Catherine pursed her lips to say that she wasn’t in love, but she didn’t say it. Perhaps she was. She was at least in like. She was most assuredly in lust. She was familiar with Pat’s moods by now. She waited for her to get her sarcasm out of the way.

“It’s Don,” Pat said after a moment.

“What about him?”

“You’ll laugh.”

“I won’t laugh. What about him?”

“He . . . thinks he may want to put the bimbo on hold and come back to me.” Pat looked into Catherine’s eyes, then looked away. “You’re not laughing.”

“You’re not, either.” Catherine countered.

“That’s because I know why he’s doing it. Do you know why?”

“No,” Catherine said truthfully.

“You want to know?”

“Yes.”

Pat laughed. “Yes? Now you’ve done it. I’m not prepared for anything so direct as
yes
. I thought you’d play Twenty Questions out of your Psychology 101 book with me. You know, I say, ‘Do you want to know?’ and you say, ‘Do you want to tell me?’ Until I get tired of trying to spill my guts and forget about the whole thing, or if I don’t, you won’t have to take the responsibility for prying it out of me.”

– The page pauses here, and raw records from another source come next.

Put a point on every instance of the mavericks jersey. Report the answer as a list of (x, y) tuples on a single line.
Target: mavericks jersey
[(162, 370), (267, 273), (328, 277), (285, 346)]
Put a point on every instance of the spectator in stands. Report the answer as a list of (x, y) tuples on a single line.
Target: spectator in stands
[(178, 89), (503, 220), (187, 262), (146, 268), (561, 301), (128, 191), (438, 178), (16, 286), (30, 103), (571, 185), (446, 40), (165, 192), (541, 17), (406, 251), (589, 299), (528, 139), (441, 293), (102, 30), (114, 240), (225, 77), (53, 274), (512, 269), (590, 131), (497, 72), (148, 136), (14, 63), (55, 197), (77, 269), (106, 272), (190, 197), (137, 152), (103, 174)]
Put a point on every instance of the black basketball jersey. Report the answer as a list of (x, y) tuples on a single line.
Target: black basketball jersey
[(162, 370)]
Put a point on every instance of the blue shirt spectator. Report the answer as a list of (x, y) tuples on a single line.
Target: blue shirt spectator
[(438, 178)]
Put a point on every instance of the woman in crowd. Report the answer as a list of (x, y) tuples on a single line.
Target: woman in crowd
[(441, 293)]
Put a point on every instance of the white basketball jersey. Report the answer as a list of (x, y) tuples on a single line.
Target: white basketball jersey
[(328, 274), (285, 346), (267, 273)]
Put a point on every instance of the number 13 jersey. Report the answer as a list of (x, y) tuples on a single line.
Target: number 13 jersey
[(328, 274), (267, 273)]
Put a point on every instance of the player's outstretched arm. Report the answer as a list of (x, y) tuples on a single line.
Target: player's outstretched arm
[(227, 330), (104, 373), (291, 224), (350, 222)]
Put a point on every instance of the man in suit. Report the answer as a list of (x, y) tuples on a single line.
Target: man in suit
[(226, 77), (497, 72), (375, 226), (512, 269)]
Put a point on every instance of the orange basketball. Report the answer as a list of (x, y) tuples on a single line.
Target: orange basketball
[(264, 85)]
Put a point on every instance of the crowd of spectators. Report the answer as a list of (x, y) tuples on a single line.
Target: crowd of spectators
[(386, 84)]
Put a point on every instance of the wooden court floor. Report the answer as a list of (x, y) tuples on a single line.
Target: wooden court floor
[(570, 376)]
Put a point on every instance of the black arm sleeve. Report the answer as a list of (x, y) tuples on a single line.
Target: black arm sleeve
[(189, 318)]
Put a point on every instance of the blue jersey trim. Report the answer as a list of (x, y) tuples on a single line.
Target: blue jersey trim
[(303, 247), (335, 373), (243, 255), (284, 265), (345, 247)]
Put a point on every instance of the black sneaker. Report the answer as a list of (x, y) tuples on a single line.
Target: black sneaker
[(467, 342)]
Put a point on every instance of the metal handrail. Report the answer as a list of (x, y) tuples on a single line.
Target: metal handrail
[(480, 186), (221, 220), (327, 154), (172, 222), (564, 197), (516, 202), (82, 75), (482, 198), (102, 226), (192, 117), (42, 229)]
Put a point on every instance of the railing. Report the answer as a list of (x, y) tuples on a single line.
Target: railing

“Pat—” Catherine began, but Pat held up both hands to stop her.

“I’ll cut the bull. It’s this. If Don goes through with the divorce, the house goes to me. He wants to be sure he gets it when I die—he doesn’t want the divorce final before then—or if it is, he wants to make sure I don’t leave it to somebody else,” she said in a rush, as if she didn’t hurry and say it, she wouldn’t be able to.

“Why do you think that?”

“Aha! There it is. The Psych 101 question. I knew you had one someplace. I think it, Catherine, because it’s true. I’ve even run a little test—he’s not very bright, you know. He can’t see through womanly wiles at all—even mine. It goes like this. Every time I make him think I can get along without him, he starts making coming-home noises. I know what he wants. Oh, I’ve shocked you, Catherine.”

“You don’t
know
what he wants, Pat,” Catherine said, but she was shocked. Pat was seriously ill. She shouldn’t have to play these mind games with a greedy, errant husband.

“Oh, yes, I do. I’ve known him since he was a nineteen-year-old boy soldier. He doesn’t want
me
—he just wants everything I’ve got. For
her
. The man is vile. The worst kind of—” She broke off then and gave a sad smile. “If you’re going to play psychologist, Catherine, you’re going to have to learn to do something about your face.”

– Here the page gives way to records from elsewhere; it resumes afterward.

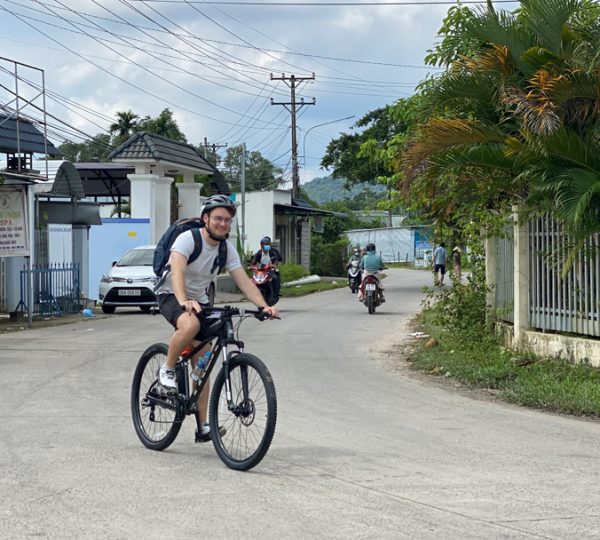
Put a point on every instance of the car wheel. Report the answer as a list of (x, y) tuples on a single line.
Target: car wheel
[(210, 292)]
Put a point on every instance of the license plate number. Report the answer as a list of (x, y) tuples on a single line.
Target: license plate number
[(130, 292)]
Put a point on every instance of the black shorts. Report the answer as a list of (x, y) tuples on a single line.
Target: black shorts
[(170, 309)]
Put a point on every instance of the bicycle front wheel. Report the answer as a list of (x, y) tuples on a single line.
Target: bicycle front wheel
[(154, 415), (242, 435)]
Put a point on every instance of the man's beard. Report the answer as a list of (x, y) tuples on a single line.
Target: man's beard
[(214, 236)]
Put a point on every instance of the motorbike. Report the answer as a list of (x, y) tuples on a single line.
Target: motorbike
[(262, 277), (354, 276), (371, 292)]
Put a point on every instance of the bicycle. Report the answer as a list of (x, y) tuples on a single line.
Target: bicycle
[(242, 405)]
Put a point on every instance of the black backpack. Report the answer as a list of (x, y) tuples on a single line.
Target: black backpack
[(162, 251)]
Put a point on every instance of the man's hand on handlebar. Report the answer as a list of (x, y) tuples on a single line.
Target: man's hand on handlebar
[(191, 307), (272, 311)]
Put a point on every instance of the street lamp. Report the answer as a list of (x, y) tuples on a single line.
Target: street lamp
[(313, 127)]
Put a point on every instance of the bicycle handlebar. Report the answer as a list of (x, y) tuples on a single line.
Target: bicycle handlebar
[(259, 313)]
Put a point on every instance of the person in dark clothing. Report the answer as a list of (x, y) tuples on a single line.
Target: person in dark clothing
[(267, 254)]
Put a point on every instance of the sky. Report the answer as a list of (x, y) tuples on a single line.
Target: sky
[(217, 65)]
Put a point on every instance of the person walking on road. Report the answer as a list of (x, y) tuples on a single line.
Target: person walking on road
[(439, 258), (456, 263)]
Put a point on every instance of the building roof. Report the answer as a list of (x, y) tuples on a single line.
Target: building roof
[(146, 146), (28, 139), (300, 207), (110, 179)]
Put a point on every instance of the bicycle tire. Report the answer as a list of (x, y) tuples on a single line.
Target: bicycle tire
[(160, 432), (242, 440)]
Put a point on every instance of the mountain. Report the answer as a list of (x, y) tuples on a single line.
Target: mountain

“I’m not playing psychologist. I’m listening to you.”

“Yeah, but I know what you’re thinking. You’re thinking,
how
could a woman like me get herself all tangled up with a son of a bitch like Don Bauer? Now that’s where life will screw you, Catherine. You really have to be careful. See, he wasn’t
always
a son of a bitch. When I first met him, he wasn’t the way he is now—I swear,” she said, holding up her right hand. “I’m a smart woman, educated, not too ugly. You think I could love a jerk like he is now? He just . . . changed somehow. Maybe it was his war experiences. Maybe it’s the bimbo . . .”—she gave a short laugh—“ . . . or maybe it’s me. I took a good man and turned him into a piece of shit.”